Updated on: 27 January,2023 08:38 AM IST  |  Singapore
PTI |

The Transport Ministry's (MOT) Transport Safety Investigation Bureau (TSIB) will help retrieve and read the data from the plane's flight recorders, said an MOT spokesperson in a statement on Thursday

Nepal plane crash: Singapore to analyse black boxes

Rescuers scour the crash site in the wreckage of a passenger plane in Pokhara, Nepal Pic/PTI

Singapore's Transport Ministry will analyse black boxes recovered from the crash site of Yeti Airlines flight 691 at the request of the investigation authorities in Nepal, officials said.


The flight smashed into a gorge on its final approach to the newly opened Pokhara International Airport on January 15, killing all 72 people on board. It was the country's worst air crash in 30 years.


The Transport Ministry's (MOT) Transport Safety Investigation Bureau (TSIB) will help retrieve and read the data from the plane's flight recorders, said an MOT spokesperson in a statement on Thursday.

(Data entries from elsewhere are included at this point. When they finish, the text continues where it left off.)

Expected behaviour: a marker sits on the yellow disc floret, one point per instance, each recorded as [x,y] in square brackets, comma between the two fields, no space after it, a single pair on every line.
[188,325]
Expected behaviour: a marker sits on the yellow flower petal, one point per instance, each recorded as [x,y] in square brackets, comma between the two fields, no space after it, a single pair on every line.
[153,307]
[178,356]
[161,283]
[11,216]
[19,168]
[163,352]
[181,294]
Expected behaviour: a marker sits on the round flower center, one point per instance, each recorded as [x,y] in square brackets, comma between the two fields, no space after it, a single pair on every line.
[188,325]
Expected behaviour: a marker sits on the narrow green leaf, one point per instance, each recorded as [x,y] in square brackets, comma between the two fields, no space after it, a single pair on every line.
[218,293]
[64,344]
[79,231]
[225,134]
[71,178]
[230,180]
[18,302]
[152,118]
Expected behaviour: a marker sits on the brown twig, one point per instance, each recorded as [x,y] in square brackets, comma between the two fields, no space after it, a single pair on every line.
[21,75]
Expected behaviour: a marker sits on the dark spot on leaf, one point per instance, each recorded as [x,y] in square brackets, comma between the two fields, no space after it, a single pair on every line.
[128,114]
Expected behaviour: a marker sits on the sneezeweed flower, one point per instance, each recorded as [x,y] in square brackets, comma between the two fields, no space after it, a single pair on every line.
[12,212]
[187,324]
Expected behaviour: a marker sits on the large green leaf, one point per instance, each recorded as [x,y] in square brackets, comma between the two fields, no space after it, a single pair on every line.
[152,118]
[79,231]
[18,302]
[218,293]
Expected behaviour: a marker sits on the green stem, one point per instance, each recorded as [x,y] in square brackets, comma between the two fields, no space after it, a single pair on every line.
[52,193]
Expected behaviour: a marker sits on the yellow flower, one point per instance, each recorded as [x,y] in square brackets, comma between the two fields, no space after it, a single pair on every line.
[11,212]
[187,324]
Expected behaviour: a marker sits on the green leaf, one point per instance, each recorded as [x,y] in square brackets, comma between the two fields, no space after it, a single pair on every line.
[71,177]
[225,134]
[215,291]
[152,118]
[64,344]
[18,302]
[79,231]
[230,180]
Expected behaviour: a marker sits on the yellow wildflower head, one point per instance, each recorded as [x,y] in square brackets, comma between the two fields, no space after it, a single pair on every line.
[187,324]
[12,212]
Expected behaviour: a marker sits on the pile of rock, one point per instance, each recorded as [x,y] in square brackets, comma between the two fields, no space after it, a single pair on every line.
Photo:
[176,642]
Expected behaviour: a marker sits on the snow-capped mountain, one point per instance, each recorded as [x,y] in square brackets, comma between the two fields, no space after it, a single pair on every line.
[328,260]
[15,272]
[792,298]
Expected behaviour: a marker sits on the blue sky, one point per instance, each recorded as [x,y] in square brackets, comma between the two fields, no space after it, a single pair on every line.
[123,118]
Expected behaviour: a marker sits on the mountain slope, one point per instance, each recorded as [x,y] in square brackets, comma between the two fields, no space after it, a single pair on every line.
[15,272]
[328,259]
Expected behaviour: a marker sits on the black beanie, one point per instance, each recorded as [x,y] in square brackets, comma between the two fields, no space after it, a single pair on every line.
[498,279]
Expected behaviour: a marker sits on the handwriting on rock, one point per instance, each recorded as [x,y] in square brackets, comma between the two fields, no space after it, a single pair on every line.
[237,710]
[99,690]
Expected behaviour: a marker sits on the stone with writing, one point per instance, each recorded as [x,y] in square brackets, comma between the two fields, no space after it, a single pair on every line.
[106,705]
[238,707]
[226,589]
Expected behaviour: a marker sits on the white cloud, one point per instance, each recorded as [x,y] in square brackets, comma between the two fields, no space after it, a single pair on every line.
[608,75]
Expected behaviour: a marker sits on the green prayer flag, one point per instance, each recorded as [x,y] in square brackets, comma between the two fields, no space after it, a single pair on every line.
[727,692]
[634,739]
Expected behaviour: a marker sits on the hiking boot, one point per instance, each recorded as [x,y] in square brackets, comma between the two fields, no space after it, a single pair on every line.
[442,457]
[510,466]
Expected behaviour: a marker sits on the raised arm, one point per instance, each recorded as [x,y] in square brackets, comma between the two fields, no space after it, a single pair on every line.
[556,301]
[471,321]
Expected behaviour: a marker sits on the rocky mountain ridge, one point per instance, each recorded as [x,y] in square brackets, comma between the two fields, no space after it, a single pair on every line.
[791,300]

The analysis will be carried out at TSIB's flight recorder readout facility, which was set up in 2007.

Also Read: Nepal plane crash: Relatives of four Indians yet to receive dead bodies

"All investigation-related information, including the progress of investigations and the findings, will be handled by the Nepalese investigation authority," The Straits Times reported, quoting the spokesperson.

Flight recorders, or black boxes, capture information about a flight such as instrument warnings and audio recordings, and help in piecing together events leading up to an incident.

The Nepali investigation team will on Friday leave for Singapore with the flight data recorder and cockpit voice recorder, according to a Washington Post report.
Examination of the black boxes is expected to take a week and will be free, The Kathmandu Post had said on Wednesday.

Singapore's examination of the boxes is under an MOT and Nepal's Ministry of Culture, Tourism and Civil Aviation memorandum of understanding to cooperate on aircraft accident investigations signed in February 2020.

"The MOU covers the use of investigation facilities and equipment, including the flight recorder readout facility, training, and observer attachments," said the MOT spokesman.